Charley Retzlaff, alias The Duluth Dynamiter (October 28, 1904 – June 4, 1970) was an American heavyweight professional boxer from Duluth, Minnesota, United States.

==Personal life==
Retzlaff was born in Leonard, North Dakota.

==Professional career==
Retzlaff made his professional debut with a second-round knockout of Herman Raschke in March 1929. Retzlaff remained undefeated through his first 23 bouts, losing for the first time by disqualification against Antonio de la Mata in Chicago in November 1930. Retzlaff would avenge that loss with a first-round knockout in a rematch one month later. 11 more wins followed before Retzlaff suffered his next loss, to 41-23-5 Joe Sekyra in September 1931. More wins would follow, and Retzlaff carried a record of 38-2-1 into a match with fellow Minnesotan Dick Daniels. Retzlaff scored three knockdowns and a first-round knockout en route to winning the vacant Minnesota State Heavyweight Title. This title would be defended in May 1933 and again in September 1935 against Art Lasky.

Of Retzlaff, famed sportswriter Damon Runyon would say "[He is] the best-looking heavyweight prospect that has bobbed up in a long time," and "[Retzlaff is the] best of the new heavyweights. He’s got what it takes. I haven’t seen a fighter in a long time who has impressed me so favorably." At the end of 1935 Retzlaff was ranked by Ring Magazine among the top ten heavyweight boxers in the world.

In January 1936 Retzlaff lost by first-round knockout to a young prospect named Joe Louis. In his final defense of the Minnesota heavyweight title Retzlaff could manage only a draw against 17-9 Arne Andersson.

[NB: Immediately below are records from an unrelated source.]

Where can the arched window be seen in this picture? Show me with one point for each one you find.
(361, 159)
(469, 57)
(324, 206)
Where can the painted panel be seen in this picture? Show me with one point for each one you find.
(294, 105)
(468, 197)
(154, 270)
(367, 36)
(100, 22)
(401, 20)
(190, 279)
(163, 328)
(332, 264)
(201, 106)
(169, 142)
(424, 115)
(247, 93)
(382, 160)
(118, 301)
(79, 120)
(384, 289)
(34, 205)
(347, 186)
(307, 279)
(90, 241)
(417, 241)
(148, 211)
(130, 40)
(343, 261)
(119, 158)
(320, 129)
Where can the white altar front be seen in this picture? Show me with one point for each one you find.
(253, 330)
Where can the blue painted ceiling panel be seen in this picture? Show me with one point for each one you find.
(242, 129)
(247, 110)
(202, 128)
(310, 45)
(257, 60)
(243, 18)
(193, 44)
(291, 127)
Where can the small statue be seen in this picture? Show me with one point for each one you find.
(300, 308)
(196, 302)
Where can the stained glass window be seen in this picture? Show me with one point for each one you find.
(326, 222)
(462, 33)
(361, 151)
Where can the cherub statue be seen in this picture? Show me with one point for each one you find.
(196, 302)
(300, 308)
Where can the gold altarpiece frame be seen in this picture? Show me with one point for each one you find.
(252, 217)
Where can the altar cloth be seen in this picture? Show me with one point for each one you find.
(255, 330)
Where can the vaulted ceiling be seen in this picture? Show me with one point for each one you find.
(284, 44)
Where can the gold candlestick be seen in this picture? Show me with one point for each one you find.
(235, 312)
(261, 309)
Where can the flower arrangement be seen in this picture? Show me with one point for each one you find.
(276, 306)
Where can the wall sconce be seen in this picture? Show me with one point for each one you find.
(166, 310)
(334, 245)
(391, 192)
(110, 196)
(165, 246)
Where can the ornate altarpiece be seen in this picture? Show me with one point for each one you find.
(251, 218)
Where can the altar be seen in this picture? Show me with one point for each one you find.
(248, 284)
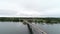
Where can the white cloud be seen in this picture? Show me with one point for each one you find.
(30, 7)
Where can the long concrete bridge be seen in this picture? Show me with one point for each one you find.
(34, 29)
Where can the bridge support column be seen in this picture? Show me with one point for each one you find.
(30, 29)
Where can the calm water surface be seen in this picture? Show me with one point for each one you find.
(50, 28)
(13, 28)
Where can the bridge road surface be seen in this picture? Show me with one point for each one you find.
(35, 28)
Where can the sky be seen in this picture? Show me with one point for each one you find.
(29, 8)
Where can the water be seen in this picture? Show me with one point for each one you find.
(50, 28)
(13, 28)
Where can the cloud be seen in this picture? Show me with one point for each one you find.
(43, 8)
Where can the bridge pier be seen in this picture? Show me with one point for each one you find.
(30, 29)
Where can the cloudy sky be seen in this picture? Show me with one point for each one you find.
(30, 8)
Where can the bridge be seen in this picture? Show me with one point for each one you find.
(34, 29)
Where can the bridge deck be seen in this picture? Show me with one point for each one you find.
(35, 28)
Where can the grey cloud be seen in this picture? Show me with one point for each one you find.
(7, 12)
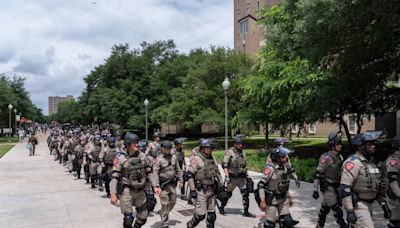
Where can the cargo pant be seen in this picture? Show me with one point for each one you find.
(363, 212)
(168, 200)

Retzlaff retired afterwards, having compiled a career record of 64-8-3 with 54 wins by knockout. He returned to the family farm near Leonard, ND in 1940. In 1950 he opened an automobile dealership in Detroit Lakes, MN and died in that town in 1970. He and his wife are buried in Leonard, ND. Charley Retzlaff was inducted into the Minnesota Boxing Hall of Fame in 2015.